Zum Hintergrund: Auf meinen sommerabendlichen Radfahrten durchs Viertel schaue ich mir immer wieder gerne jegliche Werbung an. Stets auf der Suche nach Lobenswertem (vielleicht kann man nach über 20 Jahren Erfahrung im Job ja noch was lernen) und, offen gestanden, besonders gerne auf der Suche nach echten Werbe-Klöpsen.

Für Gleichgesinnte: An besonders guten Abenden wird man so etwa alle 2,5 km Fahrradstrecke fündig. Besonders ergiebig sind übrigens Baustellen bzw. Baustellenschilder.

Wussten Sie zum Beispiel, dass man „Treppen leben“ kann? Ich gestehe: Ich bis heute Abend nicht. An dieser Stelle ein herzliches Dankeschön an den Schilderaufsteller Nähe Honigwiesenstraße bei uns um die Ecke. Denn seit heute Abend schaue ich alle Treppen dieser Welt mit völlig neuen Augen an.

Man kann Treppen jetzt „leben“ - ist das nicht großartig!?

„Wir leben (also) Treppen“ bzw. diese Firma tut das. Ich verspreche: Ich will das auch können und werde es gleich mal ausprobieren.

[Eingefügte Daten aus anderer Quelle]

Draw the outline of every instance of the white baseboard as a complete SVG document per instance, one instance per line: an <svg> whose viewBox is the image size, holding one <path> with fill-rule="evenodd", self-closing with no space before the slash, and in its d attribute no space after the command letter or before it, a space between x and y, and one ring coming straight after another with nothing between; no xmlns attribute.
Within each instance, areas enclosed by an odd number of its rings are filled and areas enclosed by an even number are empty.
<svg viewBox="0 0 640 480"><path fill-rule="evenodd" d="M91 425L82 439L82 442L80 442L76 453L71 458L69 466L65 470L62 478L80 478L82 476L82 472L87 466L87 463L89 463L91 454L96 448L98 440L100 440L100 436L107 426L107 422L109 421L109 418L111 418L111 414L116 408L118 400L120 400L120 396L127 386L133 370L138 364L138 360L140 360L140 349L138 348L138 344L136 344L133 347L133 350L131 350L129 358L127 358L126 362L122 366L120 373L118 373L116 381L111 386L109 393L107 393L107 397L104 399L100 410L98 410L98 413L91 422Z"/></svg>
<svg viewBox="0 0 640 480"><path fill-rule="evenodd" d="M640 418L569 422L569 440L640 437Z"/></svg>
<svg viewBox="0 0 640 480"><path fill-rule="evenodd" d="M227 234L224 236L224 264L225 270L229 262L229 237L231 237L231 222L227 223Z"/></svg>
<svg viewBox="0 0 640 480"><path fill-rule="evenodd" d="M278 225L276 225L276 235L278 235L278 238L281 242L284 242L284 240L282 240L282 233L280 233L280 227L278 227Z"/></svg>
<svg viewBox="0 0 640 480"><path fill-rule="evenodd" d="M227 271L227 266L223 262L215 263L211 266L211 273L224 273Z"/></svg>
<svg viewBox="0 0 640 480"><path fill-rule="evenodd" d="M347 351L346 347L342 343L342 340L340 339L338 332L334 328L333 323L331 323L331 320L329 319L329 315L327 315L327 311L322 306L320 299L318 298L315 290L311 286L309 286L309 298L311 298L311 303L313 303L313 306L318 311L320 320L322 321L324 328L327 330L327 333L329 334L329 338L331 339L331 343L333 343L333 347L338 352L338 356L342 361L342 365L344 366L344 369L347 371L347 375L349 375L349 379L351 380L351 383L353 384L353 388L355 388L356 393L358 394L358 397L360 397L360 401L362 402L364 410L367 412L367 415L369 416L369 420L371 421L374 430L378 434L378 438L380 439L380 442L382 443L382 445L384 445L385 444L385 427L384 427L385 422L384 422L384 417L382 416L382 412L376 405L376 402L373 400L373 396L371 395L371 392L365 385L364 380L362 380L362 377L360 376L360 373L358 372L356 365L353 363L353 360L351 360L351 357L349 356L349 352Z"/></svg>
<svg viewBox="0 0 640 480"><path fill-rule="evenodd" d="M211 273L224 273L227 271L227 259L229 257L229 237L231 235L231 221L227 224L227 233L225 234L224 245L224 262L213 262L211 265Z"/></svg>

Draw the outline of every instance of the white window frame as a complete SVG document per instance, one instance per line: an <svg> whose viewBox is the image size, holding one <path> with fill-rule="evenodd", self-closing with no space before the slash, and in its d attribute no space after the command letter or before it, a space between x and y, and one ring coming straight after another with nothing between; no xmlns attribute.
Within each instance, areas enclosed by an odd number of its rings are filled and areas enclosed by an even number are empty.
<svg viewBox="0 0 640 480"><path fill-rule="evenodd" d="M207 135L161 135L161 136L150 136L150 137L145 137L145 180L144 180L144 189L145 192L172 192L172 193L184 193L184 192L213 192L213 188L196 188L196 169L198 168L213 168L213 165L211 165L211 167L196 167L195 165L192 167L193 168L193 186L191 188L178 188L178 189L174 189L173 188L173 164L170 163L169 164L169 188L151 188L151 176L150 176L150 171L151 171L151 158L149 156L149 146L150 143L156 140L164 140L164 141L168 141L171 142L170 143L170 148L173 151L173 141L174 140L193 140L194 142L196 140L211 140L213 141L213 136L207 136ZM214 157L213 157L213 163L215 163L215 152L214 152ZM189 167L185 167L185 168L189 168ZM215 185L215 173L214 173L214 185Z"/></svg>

Also mal ganz abgesehen davon, dass der Claim ein ziemlich freches Plagiat der aktuellen Opel-Kampagne ist…


Wir leben Autos



… müsste ich (oder der Treppenverkäufer) laut Slogan jetzt also aktiv etwas tun. Nämlich „etwas leben“. Hmmm….

(Stunden später, sabbatical).

Ich glaub`, ich hab`s! Folgendes könnte der Claim meinen: Wenn ein Treppenkaufinteressent kommt, winde ich meinen Treppenverkäuferkörper wie eine Treppe. „Lebe“ sie gewissermaßen, ist das so richtig?

Ich unterstreiche damit meine tiefe Verbundenheit mit allen Treppen dieser Welt (den armen Treppen, den reichen Treppen, den nagelneuen Treppen, den so oft benutzten Treppen, den fröhlichen Treppen und natürlich auch den traurigen Treppen und so weiter). Damit schaffe ich, wie wir Kommunikationsexperten und Wortkünstler sagen, einen starken Impact. Eine intensive, ja beinahe treppenerotische Symbiose zwischen dem (meinem) Produkt und mir. Ist das gemeint?

Immerhin: Dem Claim verschafft man somit die ultimative Glaubwürdigkeit (Fachbegriff: Reason Why). Aber mal unter uns: Wie hoch stehen die Quoten, dass ich nach dieser Übung von den Herren mit den weißen Kitteln abgeholt werde… ?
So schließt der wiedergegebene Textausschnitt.